Create a local user on your Linux server and in AM
In this simple use case you will required a separate account on your Linux server and in AM.
a. Create a Linux user.
sudo adduser test
Note: Make sure the user has a different password than the user in AM to ensure you’re not authenticating locally. Users may have no password if your system allows it, but in this demo I set the password to some random string.
b. Ensure the user is created in AM with an email address.
Test Authentication to Unix via SSH
It’s now time to put it all together.
a. I recommend you tail the auth log file.
tail -f /var/log/auth.log
b. SSH to your server using.
ssh test@<server name>
c. You should be authenticating to the first module in your AM chain so enter your AM Password.

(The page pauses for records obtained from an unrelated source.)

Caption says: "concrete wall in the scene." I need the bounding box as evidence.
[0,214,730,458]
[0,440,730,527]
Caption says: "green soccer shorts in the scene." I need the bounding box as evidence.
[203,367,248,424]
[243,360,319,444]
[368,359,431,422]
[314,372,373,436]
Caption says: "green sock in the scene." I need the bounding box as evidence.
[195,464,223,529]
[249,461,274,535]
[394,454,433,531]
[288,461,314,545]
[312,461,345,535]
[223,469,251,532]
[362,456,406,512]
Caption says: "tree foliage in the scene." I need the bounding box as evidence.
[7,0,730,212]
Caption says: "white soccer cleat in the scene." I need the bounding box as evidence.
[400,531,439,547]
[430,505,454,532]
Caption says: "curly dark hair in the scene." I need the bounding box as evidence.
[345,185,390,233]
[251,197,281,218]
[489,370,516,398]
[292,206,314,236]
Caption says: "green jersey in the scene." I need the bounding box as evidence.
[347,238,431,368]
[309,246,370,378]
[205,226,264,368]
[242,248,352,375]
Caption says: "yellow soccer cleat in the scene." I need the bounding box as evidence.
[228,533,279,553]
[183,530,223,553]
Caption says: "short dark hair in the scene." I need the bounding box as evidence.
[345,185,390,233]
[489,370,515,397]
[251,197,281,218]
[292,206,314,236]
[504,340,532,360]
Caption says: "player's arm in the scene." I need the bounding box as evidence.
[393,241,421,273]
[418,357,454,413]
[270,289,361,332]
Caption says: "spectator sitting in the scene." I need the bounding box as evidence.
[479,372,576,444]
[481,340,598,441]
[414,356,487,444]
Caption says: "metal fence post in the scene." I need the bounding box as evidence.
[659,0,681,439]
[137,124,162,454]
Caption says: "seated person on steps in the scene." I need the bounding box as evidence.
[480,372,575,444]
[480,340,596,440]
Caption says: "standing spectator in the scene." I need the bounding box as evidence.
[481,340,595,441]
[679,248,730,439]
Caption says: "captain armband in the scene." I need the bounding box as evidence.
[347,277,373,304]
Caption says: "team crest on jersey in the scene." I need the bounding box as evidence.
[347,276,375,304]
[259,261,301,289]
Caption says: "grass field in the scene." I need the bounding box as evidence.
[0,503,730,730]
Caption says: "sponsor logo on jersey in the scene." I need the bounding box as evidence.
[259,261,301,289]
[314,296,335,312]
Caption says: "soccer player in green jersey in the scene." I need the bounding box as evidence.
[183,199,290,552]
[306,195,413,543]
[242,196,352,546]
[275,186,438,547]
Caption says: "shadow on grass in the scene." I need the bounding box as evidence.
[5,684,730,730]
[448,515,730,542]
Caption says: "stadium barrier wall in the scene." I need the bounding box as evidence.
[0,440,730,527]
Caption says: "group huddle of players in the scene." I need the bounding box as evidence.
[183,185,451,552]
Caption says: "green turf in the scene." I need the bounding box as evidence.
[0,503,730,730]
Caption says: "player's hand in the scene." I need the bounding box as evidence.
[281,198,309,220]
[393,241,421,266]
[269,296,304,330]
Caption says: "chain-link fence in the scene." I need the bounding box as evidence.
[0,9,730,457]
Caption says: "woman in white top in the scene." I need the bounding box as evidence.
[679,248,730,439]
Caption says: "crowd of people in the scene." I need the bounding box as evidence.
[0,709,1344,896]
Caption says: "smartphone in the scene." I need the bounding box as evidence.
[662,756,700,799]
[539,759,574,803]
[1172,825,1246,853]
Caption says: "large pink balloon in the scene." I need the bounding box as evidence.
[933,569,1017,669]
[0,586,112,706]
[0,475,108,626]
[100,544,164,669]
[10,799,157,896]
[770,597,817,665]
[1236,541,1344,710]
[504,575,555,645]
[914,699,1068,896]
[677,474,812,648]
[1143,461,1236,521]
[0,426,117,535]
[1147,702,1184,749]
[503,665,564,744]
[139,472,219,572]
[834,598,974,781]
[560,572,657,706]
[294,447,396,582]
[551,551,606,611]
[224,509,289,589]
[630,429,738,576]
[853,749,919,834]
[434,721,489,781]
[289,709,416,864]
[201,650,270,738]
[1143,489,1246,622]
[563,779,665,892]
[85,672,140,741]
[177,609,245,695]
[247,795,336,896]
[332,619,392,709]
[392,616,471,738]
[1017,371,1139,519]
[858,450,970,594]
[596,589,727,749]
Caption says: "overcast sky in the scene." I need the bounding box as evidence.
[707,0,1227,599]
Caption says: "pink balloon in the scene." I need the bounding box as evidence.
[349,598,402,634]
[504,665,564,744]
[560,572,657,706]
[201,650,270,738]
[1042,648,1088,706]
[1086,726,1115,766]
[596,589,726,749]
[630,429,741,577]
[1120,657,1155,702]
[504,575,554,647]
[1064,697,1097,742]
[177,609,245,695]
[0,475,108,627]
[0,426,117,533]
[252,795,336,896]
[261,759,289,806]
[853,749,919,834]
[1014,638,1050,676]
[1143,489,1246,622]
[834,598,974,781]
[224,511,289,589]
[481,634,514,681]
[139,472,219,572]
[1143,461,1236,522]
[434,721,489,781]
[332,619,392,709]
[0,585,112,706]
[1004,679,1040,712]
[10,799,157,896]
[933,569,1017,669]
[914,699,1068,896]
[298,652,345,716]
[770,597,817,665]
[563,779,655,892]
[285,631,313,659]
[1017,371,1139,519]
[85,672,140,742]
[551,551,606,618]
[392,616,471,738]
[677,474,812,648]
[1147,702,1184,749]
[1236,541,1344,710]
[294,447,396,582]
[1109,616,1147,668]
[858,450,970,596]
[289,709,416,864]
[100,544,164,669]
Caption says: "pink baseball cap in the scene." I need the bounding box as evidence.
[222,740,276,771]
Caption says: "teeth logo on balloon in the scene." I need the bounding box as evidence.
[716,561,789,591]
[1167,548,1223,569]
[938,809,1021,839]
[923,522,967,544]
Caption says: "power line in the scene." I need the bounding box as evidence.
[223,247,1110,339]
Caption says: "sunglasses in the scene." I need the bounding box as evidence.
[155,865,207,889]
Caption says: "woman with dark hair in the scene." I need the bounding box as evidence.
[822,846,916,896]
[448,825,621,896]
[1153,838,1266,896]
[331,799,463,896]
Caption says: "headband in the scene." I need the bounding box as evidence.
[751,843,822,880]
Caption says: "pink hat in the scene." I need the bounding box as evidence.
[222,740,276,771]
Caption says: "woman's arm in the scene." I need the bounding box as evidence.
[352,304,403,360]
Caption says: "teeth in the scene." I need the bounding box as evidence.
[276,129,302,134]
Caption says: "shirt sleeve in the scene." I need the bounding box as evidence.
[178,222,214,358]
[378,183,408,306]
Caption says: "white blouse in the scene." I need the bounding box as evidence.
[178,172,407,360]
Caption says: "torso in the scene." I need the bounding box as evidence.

d. You should be prompted for your OTP, check your email.
e. Enter your OTP and press enter then enter again (the UI i.e. challenge/response is not super friendly here).
f. If successfully entered you should be logged in.
You can follow the Auth logs, as well as the AM logs i.e. authentication.audit.json to view the process.
- OpenAM Pluggable Authentication Module(PAM) integration with UNIX – OpenAM – Confluence
- How to configure Pam-radius in Ubuntu
- AM 6.5 > RADIUS Server Guide
This blog post was first published @ https://medium.com/@marknienaber included here with permission.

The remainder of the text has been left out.